Clockwork Angels is Rush's final studio album — their twentieth — and it's a concept album, their first since 2112. Recorded in two phases (April 2010 at Blackbird Studio in Nashville, October–December 2011 at Revolution Recording in Toronto), it chronicles a young man's quest across a steampunk world of alchemy and clockwork, featuring lost cities, pirates, anarchists, an exotic carnival, and a rigid Watchmaker who imposes precision on every aspect of daily life.

Nick Raskulinecz returned to produce after the triumph of Snakes & Arrows. The album's concept grew from Peart's lyrics and was expanded into a full novelization by science fiction writer Kevin J. Anderson, a longtime friend of Peart's. The two later co-authored additional novels in the Clockwork Angels universe. The steampunk world gave Peart a framework to explore his career-long themes — free will versus determinism, the individual versus the system, the search for meaning — in a richly imagined fictional setting.

Two songs — "Caravan" and "BU2B" — were released in 2010 and performed on the Time Machine tour before the rest of the album was recorded. This unusual approach let the band road-test material while building anticipation.

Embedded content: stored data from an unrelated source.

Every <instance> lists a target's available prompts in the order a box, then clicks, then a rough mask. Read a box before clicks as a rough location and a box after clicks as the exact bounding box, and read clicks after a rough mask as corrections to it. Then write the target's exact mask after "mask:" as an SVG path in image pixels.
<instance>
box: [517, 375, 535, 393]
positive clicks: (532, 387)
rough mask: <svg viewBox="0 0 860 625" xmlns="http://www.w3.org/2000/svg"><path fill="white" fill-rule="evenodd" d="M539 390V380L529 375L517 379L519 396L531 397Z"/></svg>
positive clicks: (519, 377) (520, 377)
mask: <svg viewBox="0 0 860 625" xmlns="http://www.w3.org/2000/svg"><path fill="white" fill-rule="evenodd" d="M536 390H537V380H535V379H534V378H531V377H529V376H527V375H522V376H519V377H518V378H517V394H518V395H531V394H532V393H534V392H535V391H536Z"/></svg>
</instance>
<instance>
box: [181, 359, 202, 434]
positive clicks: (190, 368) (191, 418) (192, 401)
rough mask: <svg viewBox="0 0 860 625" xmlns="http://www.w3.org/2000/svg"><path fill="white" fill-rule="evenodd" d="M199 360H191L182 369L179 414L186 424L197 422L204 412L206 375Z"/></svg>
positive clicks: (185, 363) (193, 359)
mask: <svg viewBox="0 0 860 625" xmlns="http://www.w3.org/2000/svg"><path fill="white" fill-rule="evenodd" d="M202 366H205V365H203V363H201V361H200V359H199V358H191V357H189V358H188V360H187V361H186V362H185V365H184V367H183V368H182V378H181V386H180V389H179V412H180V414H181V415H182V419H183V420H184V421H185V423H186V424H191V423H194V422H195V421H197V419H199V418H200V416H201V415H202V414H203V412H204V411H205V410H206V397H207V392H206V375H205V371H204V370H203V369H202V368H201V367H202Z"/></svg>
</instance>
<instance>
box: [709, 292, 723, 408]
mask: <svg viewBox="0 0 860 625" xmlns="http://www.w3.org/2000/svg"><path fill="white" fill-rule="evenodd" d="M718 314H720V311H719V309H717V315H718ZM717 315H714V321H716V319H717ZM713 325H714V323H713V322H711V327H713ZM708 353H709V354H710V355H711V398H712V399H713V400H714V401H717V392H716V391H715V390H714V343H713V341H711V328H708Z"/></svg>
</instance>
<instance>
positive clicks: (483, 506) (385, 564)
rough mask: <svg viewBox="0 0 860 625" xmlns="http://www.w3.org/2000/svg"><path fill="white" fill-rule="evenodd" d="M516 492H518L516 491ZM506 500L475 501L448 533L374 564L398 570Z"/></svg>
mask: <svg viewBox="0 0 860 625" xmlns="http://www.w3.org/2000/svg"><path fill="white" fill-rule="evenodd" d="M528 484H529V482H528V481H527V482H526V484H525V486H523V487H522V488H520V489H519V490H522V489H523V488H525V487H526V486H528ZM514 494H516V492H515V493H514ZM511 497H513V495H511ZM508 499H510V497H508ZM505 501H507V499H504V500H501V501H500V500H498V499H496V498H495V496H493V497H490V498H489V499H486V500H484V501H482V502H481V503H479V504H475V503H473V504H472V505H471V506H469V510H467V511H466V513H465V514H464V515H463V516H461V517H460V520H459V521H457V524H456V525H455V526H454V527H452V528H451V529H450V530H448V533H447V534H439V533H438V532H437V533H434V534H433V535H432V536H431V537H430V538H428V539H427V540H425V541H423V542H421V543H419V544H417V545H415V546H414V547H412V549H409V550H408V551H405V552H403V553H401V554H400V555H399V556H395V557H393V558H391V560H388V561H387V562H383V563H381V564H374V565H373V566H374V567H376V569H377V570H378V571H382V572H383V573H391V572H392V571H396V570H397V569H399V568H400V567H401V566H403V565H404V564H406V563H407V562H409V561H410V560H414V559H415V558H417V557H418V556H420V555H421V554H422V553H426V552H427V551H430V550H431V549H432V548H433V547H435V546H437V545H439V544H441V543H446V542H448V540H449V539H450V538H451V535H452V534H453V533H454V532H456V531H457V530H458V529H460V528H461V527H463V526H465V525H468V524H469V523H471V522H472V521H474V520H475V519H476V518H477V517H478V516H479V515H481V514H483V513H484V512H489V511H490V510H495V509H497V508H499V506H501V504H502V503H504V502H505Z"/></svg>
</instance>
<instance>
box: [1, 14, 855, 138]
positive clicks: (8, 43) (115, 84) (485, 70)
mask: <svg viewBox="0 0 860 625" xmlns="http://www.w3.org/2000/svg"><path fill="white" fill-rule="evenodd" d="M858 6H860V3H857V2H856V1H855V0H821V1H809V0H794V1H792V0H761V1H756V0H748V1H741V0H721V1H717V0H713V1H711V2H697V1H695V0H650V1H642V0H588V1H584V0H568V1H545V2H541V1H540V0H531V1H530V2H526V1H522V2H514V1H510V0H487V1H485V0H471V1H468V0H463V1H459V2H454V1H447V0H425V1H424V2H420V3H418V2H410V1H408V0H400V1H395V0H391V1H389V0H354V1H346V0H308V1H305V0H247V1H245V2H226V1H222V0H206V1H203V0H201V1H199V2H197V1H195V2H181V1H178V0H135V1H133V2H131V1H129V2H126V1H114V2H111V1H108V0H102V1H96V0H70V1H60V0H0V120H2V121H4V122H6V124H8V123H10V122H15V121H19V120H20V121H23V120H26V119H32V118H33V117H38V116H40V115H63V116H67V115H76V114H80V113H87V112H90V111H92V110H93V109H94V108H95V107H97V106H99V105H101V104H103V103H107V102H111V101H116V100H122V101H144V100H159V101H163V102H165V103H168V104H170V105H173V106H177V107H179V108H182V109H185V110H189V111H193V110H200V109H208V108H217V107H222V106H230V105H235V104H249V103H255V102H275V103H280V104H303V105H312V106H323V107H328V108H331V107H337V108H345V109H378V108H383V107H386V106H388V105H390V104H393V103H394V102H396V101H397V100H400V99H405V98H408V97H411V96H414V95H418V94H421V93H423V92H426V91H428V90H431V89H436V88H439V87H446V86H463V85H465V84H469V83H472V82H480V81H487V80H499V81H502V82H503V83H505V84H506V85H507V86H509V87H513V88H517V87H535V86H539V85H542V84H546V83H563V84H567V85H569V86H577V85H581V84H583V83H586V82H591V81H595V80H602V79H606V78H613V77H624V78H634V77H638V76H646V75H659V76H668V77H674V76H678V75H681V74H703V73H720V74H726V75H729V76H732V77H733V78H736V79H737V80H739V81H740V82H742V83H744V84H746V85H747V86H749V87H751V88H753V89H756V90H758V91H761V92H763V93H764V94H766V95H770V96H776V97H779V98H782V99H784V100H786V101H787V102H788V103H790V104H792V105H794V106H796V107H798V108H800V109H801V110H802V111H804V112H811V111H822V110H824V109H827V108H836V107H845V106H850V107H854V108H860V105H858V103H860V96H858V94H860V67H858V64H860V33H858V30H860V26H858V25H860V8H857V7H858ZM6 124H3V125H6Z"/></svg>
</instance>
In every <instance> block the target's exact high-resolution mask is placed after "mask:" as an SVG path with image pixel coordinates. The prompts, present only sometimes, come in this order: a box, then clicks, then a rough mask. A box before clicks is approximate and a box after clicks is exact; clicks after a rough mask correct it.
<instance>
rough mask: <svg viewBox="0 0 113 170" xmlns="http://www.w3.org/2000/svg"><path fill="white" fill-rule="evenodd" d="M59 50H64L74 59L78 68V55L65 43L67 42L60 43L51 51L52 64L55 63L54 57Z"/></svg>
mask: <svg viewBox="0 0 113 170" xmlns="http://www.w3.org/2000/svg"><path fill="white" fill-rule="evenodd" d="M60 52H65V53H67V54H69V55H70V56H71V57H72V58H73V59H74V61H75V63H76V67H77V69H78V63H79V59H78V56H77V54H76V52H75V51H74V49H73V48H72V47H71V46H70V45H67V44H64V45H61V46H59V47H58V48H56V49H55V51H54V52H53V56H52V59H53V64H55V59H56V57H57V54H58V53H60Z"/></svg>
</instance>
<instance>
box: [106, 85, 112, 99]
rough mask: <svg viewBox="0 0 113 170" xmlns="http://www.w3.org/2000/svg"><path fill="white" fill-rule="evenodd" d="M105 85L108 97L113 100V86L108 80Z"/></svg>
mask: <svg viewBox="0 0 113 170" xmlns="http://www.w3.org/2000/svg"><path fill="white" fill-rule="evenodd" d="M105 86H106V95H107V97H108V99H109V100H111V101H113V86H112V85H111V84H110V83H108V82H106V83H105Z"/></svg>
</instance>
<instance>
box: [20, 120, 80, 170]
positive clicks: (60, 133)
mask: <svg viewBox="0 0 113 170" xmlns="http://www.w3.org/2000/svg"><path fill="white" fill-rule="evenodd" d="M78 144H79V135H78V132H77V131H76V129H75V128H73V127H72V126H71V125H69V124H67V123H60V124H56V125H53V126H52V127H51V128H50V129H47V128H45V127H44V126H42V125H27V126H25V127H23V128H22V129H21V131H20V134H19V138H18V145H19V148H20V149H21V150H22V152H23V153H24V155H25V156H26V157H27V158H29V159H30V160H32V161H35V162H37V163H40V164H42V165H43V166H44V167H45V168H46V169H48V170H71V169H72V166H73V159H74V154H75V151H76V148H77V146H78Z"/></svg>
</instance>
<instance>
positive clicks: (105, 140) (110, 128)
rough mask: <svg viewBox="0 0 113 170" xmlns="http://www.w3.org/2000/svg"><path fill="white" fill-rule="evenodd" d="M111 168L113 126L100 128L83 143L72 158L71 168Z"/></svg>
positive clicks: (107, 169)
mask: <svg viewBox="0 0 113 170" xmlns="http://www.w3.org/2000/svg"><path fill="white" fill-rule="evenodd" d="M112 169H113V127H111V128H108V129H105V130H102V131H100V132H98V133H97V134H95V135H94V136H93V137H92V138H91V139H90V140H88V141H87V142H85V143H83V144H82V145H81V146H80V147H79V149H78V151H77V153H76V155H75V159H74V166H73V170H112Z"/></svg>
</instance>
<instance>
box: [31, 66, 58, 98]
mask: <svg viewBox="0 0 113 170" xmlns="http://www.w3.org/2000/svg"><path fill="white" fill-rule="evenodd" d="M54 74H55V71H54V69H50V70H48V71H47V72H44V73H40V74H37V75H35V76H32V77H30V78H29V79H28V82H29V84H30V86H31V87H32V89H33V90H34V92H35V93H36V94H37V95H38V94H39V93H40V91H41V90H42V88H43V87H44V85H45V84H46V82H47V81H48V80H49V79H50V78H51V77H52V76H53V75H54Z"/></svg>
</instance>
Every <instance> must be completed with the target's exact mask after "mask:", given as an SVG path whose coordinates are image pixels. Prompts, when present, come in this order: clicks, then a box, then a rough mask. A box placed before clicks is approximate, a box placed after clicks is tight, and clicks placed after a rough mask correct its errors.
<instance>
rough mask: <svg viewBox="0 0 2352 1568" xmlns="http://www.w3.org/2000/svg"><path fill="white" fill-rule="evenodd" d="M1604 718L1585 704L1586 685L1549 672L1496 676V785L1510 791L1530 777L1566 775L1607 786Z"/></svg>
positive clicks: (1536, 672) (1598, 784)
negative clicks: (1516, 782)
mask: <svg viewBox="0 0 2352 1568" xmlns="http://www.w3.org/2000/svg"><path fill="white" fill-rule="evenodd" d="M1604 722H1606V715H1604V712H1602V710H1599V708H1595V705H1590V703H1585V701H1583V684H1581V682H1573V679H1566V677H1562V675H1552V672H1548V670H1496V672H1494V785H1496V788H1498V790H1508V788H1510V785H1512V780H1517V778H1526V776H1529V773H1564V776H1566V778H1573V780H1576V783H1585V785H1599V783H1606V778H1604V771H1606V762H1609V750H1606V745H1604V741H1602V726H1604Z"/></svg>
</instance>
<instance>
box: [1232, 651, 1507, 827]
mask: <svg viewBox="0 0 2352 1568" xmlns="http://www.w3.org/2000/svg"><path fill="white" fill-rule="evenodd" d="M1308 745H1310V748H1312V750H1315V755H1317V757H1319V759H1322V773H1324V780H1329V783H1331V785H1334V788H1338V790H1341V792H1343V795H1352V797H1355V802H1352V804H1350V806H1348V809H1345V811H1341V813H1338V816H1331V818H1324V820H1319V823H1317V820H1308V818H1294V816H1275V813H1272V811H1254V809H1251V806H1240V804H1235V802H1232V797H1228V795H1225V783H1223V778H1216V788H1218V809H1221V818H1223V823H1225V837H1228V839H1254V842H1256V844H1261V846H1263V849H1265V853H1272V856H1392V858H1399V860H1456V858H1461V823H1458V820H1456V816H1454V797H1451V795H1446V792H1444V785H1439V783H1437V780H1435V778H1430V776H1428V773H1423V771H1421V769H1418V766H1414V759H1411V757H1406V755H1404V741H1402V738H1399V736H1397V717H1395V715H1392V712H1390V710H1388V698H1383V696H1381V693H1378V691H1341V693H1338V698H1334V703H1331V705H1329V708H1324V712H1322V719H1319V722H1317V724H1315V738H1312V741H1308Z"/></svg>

The string arrangements by David Campbell (Beck's father) add orchestral grandeur throughout, giving the album a cinematic sweep that suits its narrative ambition.

Clockwork Angels debuted at #1 in Canada and #2 on the Billboard 200 — Rush's highest U.S. chart position ever, tied with Counterparts. It was their first album released through Roadrunner Records. The Clockwork Angels tour featured a string ensemble on stage. The album arrived between two landmark events: the acclaimed 2010 documentary Beyond the Lighted Stage and their 2013 induction into the Rock & Roll Hall of Fame. As a final studio statement, it's remarkably fitting — ambitious, personal, and musically triumphant. Peart retired from touring after the R40 tour in 2015 and died of glioblastoma on January 7, 2020, at age 67.